The more we allow ourselves to become puffed up with our own importance, to become engrossed with our own agenda, the less free we become, and as a consequence, the less joyful. Contrary to the rest of the beatitudes, where the reward is set in the future, the reward for the poor in spirit is set in the present, “theirs is the Kingdom of heaven.” To live in the Kingdom of heaven is to know the joy and freedom that come with making your life about serving others. To live in the Kingdom of heaven is to be freed from the strictures that come with the labels and expectations that others project onto us.

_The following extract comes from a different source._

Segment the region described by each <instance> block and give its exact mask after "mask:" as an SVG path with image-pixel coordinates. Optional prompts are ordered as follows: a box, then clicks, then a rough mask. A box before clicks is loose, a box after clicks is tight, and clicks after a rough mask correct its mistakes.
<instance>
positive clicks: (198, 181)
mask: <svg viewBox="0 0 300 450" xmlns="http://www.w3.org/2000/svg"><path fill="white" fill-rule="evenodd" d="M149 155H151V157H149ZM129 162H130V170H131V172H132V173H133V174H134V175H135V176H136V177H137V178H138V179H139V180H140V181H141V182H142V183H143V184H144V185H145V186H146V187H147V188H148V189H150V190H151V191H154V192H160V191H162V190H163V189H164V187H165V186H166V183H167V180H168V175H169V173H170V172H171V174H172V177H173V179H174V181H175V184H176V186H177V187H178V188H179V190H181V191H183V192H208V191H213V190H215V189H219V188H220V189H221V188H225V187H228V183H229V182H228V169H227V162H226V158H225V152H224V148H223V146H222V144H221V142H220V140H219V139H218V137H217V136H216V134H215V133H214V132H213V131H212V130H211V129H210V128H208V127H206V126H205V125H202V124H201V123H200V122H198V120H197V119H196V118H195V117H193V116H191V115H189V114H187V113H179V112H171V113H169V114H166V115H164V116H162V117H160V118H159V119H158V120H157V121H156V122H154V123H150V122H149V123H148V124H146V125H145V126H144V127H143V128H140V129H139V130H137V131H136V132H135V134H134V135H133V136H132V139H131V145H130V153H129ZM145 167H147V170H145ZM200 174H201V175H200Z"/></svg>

The Smith family refused to allow themselves to be defined by the helplessness and low self esteem that usually come with the label “poor” that their church tried to give them. In this way they were able to find the necessary agency to become the richest family in the Church in terms of giving.

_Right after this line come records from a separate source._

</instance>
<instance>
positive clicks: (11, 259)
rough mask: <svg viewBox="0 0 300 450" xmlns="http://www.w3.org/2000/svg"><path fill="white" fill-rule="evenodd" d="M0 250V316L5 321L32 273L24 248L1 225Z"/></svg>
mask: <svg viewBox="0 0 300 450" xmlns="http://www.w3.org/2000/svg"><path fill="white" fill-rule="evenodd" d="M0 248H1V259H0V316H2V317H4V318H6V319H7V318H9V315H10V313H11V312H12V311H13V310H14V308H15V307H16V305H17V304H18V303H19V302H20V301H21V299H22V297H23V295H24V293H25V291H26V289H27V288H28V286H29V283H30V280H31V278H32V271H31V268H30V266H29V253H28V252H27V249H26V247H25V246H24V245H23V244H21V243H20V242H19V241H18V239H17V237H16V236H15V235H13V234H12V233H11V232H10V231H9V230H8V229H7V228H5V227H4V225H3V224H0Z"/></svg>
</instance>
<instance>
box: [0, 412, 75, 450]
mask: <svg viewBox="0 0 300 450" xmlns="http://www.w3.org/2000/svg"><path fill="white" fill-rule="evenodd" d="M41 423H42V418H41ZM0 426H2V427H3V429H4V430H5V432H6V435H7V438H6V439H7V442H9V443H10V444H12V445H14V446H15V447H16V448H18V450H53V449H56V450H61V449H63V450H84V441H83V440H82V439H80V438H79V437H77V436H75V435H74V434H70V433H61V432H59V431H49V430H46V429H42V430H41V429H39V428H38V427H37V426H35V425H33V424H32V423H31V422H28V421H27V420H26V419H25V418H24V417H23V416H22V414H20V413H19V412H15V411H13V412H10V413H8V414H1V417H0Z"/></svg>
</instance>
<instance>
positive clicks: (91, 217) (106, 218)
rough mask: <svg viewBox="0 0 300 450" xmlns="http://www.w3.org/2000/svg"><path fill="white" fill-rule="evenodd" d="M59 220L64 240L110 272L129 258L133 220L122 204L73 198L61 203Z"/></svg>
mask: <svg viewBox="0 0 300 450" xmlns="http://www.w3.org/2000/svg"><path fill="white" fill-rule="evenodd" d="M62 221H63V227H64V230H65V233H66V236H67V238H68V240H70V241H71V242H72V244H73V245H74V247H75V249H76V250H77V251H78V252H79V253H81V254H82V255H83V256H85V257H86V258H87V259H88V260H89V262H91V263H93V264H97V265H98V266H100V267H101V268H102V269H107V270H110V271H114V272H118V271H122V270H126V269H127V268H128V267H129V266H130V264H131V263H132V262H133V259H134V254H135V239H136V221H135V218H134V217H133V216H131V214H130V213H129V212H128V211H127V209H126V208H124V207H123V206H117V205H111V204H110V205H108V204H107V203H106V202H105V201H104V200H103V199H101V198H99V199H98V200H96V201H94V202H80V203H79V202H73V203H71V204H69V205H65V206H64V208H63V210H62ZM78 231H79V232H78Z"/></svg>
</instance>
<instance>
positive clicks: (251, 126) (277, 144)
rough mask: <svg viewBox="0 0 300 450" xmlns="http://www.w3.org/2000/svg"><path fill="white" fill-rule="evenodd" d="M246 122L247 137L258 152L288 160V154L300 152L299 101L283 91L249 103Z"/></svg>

Nevertheless, a word of caution is in order. We should not attempt to decouple the clear link that the gospels establish between material poverty and poverty of spirit. Scripture scholars tell us that the original form of this beatitude is to be found in Luke: “Blessed are the poor…” Matthew has chosen to soften this beatitude because he was writing to a middle class audience who he did not want to alienate. So he adds the phrase “in spirit.” The Smith story clearly shows that it is the attitude of not being the centre of one’s own life that defines this beatitude. If we want to be the “blessed of the Kingdom” then we have to cultivate an attitude of spiritual poverty. However, we who are not poor have to interrogate ourselves long and hard as to how we achieve such a spirit without the simplicity and humility that come from being materially poor. We cannot deny that the ease with which the Smith family prioritized other’s needs over their own was in some way founded on their own simplicity of life, on the fact that in the social hierarchy of their Church, they were really on the bottom. Their carefree ignorance of where they were situated on this social hierarchy is unquestionably linked to their poverty of spirit. Isn’t this the definition of humility itself – being liberated from a pre-occupation with where we stand in the social hierarchy. It is this immense freedom that is so compelling about the Smith family, and is undoubtedly the source of their joy. This is why the Kingdom of heaven can be theirs right now – they have thrown away the calculating savoir-faire of the world that cuts off the unadulterated joy of the children of God. May we know this same joy as we stive to become poor in spirit. Questions for reflection
- What feelings are stirred up in me as I read this story of the Smith family?
- What are my feelings towards my own social status? How concerned am I with moving up or down the ladder?
- What are the ways in which I might become poorer in spirit, more grounded in my own spiritual and material poverty as a creature wholly dependent on my Creator?